If you feel as though your facial hair barometer has registered an uptick in mustache and beard growth among the general population this month, it isn’t your imagination. Those mustaches stand as a proud testament to the cultural phenomena known as “Movember” and the closely associated “No Shave November” movement that are sweeping the globe in an effort to raise money and awareness for men’s health issues.
Numerous area residents have observed the occasion, as well as entire businesses, as Black Mountain Software in Polson and St. Luke’s Community Healthcare of Ronan have both rallied to get behind the cause and have some fun in the process.
“It’s accomplishing what we want to do here - create awareness about men’s health,” said Fuchs, noting that the month’s focus encompasses the three specific areas of prostate and testicular cancer in addition to mental health issues.
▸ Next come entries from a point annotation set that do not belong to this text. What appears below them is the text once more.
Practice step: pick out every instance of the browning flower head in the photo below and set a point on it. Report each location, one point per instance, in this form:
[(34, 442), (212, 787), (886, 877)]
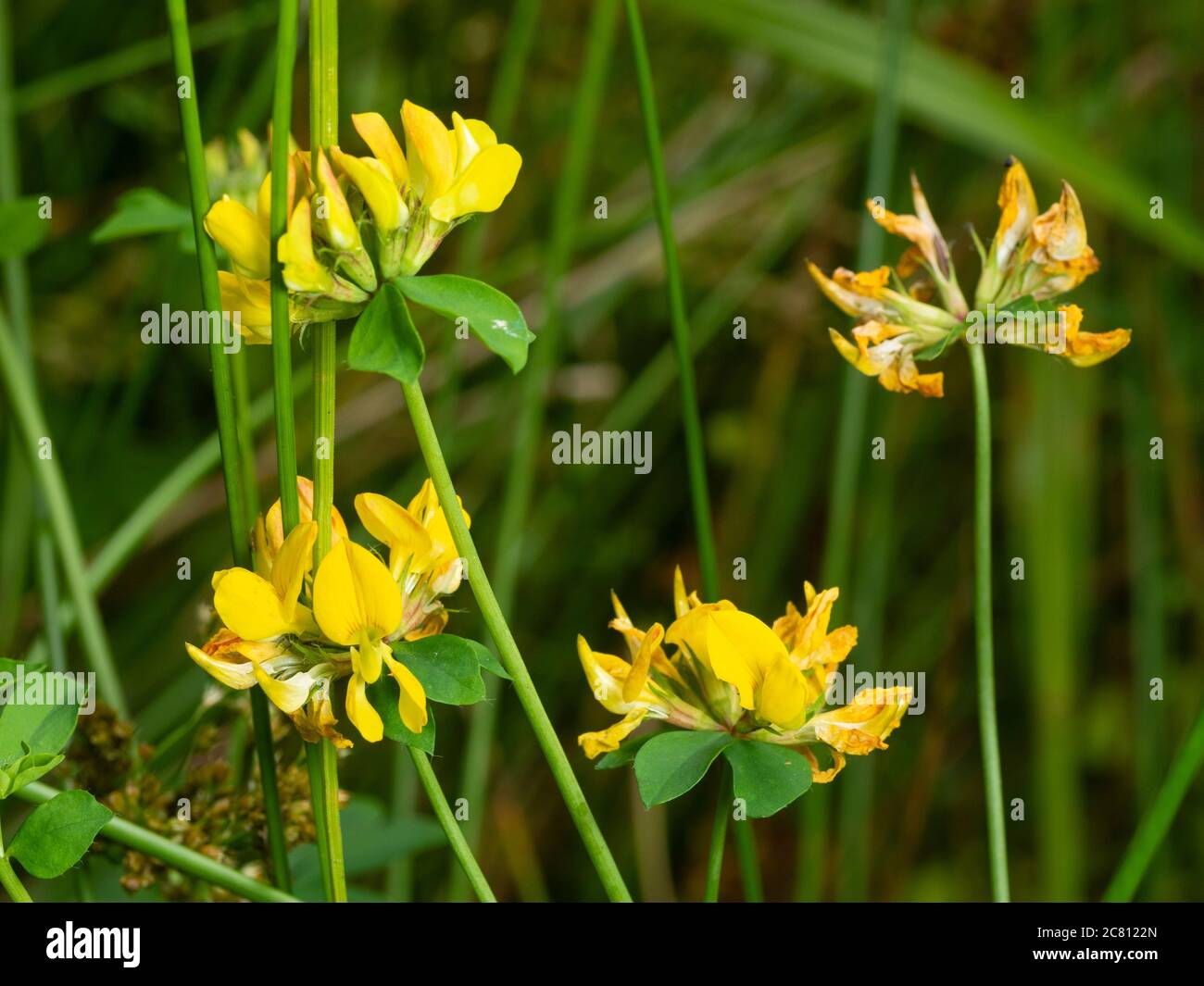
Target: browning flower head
[(1034, 257), (718, 668)]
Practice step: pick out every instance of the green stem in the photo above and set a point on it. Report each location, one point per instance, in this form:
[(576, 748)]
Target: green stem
[(31, 423), (452, 828), (282, 331), (815, 808), (317, 800), (324, 132), (508, 652), (232, 466), (10, 880), (520, 477), (988, 730), (184, 860), (691, 421), (750, 866), (718, 837), (1157, 818)]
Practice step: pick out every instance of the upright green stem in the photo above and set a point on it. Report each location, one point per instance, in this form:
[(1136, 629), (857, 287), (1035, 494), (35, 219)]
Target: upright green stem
[(718, 837), (1157, 818), (452, 828), (282, 331), (187, 861), (508, 652), (324, 132), (691, 421), (10, 880), (815, 808), (534, 381), (232, 468), (988, 730), (44, 466)]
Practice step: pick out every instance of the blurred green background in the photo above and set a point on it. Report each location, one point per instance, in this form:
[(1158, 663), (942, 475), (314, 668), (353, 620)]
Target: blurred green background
[(1112, 541)]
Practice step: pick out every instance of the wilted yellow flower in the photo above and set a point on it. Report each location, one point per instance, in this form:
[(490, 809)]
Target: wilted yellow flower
[(1032, 257), (718, 668)]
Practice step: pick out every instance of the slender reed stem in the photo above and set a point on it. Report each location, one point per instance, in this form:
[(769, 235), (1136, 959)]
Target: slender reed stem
[(508, 652), (750, 866), (179, 857), (520, 477), (690, 419), (452, 828), (324, 132), (35, 436), (992, 773), (1157, 818), (10, 880), (282, 336), (232, 468), (815, 808), (718, 837)]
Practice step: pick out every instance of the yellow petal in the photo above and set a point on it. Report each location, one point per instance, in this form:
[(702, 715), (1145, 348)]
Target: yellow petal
[(429, 152), (482, 187), (353, 593), (374, 183), (302, 272), (365, 718), (294, 561), (251, 301), (236, 229), (638, 674), (605, 741), (380, 139), (332, 212), (606, 676), (248, 605), (224, 664), (412, 701)]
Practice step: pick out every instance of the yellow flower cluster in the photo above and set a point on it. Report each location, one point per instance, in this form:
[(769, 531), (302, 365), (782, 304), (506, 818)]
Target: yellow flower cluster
[(295, 632), (357, 221), (1035, 256), (718, 668)]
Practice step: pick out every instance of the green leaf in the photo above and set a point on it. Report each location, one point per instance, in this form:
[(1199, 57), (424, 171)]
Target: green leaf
[(625, 754), (383, 696), (767, 777), (24, 229), (385, 341), (24, 770), (488, 660), (27, 728), (671, 764), (445, 665), (141, 212), (493, 317), (58, 833)]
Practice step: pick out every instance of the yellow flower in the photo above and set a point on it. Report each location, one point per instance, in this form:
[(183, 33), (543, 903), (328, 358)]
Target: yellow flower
[(357, 605), (887, 352), (730, 672), (1086, 348), (239, 232)]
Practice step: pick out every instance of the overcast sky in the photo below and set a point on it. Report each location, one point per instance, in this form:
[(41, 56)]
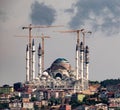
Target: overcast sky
[(102, 17)]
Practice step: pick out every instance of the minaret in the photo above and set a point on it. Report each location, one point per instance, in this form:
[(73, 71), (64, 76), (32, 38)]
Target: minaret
[(77, 61), (39, 60), (86, 66), (81, 64), (33, 61), (27, 64)]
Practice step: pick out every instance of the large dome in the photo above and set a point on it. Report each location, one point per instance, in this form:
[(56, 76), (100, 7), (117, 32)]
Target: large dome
[(61, 63)]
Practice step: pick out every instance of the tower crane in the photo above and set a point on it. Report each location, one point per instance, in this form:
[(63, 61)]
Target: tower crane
[(30, 27)]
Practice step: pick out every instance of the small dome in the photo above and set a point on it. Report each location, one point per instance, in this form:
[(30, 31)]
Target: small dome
[(60, 63)]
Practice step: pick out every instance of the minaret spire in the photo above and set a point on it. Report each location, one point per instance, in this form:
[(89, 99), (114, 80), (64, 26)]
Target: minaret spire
[(27, 64), (39, 60), (33, 60), (81, 64)]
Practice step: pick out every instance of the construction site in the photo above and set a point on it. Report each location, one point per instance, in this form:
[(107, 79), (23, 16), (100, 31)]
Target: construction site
[(60, 79)]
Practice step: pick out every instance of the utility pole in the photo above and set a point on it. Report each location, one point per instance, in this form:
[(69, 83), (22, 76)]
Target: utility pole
[(43, 37)]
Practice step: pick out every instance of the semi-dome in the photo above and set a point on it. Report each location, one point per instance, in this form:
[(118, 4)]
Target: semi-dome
[(61, 63)]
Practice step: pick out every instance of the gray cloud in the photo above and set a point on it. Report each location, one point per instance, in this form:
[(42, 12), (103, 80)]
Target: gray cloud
[(3, 16), (42, 14), (101, 14)]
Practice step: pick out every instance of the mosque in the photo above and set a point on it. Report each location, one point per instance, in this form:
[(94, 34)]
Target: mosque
[(60, 75)]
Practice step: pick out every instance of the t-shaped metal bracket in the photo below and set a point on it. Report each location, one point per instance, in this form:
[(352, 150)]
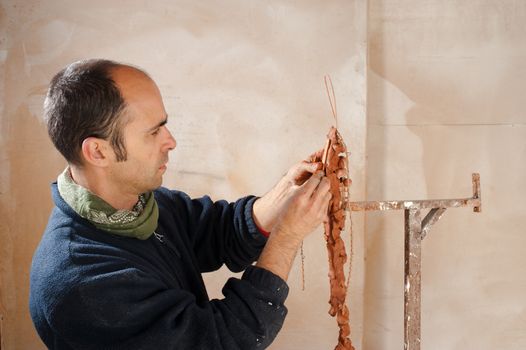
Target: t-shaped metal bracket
[(416, 228)]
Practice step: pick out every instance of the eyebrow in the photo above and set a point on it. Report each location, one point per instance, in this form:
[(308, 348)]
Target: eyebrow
[(163, 122)]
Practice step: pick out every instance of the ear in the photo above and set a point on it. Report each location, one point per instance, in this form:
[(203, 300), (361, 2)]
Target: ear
[(96, 151)]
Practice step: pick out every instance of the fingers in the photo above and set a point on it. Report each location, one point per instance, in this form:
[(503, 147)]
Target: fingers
[(312, 183), (315, 157)]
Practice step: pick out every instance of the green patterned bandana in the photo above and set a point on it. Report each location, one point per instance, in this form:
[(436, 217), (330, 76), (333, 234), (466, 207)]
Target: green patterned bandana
[(140, 222)]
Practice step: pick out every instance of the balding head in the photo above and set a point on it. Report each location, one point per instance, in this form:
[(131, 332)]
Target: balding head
[(88, 99)]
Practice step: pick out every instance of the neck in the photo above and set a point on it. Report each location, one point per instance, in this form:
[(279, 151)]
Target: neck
[(96, 182)]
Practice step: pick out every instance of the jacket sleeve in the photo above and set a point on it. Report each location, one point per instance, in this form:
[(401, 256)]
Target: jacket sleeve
[(129, 309), (219, 232)]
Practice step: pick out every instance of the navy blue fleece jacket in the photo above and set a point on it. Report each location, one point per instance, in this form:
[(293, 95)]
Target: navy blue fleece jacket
[(94, 290)]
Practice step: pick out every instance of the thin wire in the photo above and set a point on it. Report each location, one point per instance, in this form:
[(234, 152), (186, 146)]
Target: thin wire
[(332, 97), (302, 268)]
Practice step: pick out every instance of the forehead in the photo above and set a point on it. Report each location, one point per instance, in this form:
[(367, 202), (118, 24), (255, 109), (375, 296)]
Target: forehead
[(143, 100)]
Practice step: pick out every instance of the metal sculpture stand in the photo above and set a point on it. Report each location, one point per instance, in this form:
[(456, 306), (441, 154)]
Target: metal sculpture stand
[(416, 228)]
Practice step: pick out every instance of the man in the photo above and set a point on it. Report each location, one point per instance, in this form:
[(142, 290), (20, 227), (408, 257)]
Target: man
[(119, 265)]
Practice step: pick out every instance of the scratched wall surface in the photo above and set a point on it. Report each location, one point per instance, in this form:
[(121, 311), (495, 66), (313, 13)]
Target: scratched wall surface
[(446, 86), (243, 85)]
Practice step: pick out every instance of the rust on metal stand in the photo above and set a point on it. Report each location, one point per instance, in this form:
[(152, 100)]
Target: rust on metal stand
[(416, 228)]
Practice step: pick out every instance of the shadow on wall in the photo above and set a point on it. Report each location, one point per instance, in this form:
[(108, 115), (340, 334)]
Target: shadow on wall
[(29, 166)]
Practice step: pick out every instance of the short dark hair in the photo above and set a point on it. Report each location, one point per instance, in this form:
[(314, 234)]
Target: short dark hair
[(84, 101)]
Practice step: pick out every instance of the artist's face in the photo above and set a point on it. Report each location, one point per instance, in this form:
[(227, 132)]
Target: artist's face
[(146, 137)]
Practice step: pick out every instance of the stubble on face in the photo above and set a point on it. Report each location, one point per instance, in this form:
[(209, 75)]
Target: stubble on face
[(143, 169)]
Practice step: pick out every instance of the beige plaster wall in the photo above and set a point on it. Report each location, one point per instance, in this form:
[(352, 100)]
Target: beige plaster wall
[(243, 84), (446, 89)]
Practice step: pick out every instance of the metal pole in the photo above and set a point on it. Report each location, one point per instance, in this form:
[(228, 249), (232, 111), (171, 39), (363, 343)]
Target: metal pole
[(412, 295)]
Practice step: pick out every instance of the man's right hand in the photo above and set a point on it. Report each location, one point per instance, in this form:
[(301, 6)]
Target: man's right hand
[(304, 212)]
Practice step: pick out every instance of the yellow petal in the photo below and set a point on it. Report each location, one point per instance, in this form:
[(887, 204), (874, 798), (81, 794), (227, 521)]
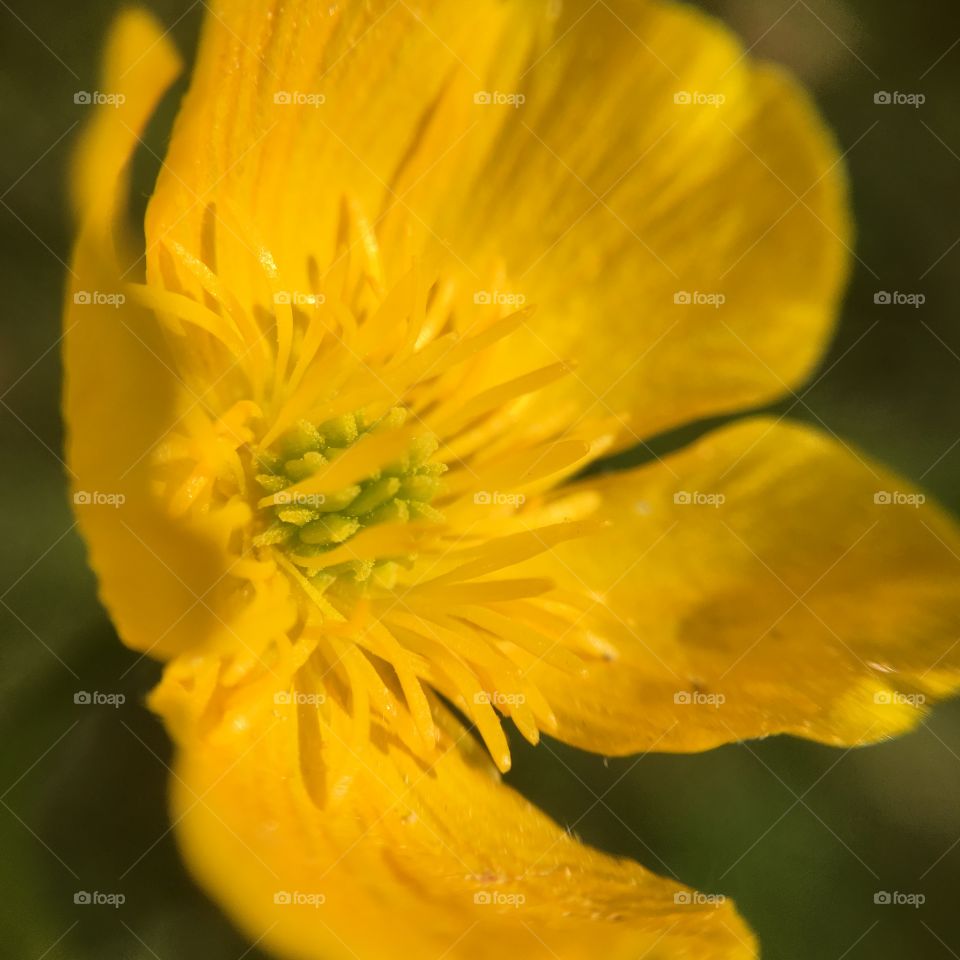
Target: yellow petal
[(766, 580), (119, 385), (536, 159), (416, 861), (689, 257)]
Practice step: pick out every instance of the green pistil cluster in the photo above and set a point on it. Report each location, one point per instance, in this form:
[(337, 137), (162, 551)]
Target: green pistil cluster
[(312, 524)]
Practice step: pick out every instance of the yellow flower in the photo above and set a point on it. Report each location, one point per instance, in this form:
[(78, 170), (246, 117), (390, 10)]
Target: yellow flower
[(407, 269)]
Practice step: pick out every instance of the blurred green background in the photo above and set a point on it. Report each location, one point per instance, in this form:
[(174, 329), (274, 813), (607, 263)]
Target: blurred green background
[(801, 835)]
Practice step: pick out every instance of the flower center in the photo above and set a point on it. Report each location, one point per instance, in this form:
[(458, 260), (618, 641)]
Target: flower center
[(301, 515)]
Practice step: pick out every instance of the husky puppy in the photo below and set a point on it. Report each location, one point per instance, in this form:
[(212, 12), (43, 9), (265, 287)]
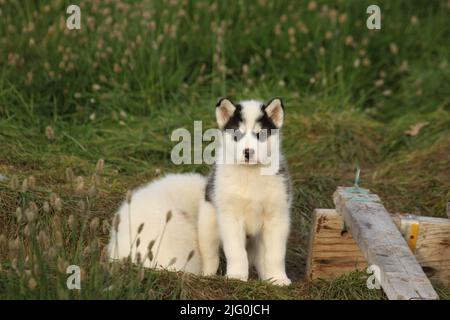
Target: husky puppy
[(245, 208), (173, 240)]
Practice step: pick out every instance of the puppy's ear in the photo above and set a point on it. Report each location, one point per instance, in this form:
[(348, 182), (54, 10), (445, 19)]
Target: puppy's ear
[(275, 111), (224, 110)]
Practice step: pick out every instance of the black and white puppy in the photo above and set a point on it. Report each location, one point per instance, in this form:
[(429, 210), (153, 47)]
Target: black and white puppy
[(247, 203)]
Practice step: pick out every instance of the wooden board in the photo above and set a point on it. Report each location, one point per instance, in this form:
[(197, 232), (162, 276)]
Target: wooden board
[(333, 252), (382, 244)]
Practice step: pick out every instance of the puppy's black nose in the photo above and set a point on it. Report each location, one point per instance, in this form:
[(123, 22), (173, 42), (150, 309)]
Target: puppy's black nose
[(249, 153)]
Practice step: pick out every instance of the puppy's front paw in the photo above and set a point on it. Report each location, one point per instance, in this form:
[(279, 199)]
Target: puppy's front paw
[(241, 277), (282, 281)]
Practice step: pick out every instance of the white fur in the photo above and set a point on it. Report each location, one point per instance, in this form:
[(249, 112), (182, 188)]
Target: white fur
[(178, 193), (246, 203)]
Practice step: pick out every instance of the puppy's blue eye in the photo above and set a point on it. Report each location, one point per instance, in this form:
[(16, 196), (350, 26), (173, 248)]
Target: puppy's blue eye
[(261, 135), (237, 135)]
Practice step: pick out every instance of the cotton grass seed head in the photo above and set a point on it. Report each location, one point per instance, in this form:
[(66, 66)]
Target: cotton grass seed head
[(129, 196), (49, 133), (94, 224), (190, 256), (168, 216), (14, 183), (100, 166)]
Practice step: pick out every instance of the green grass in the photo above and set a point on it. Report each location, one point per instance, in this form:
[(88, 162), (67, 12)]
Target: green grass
[(117, 88)]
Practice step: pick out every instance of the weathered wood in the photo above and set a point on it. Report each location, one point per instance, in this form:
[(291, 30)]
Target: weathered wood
[(382, 244), (334, 252), (432, 248)]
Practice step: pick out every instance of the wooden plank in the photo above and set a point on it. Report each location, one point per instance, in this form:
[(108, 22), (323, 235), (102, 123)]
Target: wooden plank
[(333, 252), (432, 248), (382, 244)]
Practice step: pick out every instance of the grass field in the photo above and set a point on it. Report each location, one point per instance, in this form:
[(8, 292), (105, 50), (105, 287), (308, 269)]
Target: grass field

The monthlong journey undertaken by certain St. Luke staff members will conclude on the day before Thanksgiving, when participants go before an “unbiased panel of female judges” to determine winners of superlatives such as “The Best Mo”, “The Baddest Mo”, “The Ugliest Mo”, and “The Longest Mo”.
At Black Mountain Software, distinguished “Movember” participants have already been recognized. Stacy Violett and Bob Nice were honored for “Best Facial Hair Growth” and the “Soft and Touchable Award”, respectively, although they said the company’s “Movember” spirit extended far beyond just themselves. Employees chose to donate money from the month’s activities specifically to prostate cancer research.
“It hits home for me, personally,” said Violett, who has a family history of prostate cancer. Amidst the lighthearted fun of the monthlong competition, he expressed hope that the overarching message about promoting awareness will sink in.
“We want to get the word out there,” said Violett.
“Early detection can be a large factor in having a successful bout with this form of cancer.”
Prostate cancer facts:
-In the U.S., one in six men will be diagnosed with prostate cancer.
-If detected early, prostate cancer treatment can have a 97% success rate.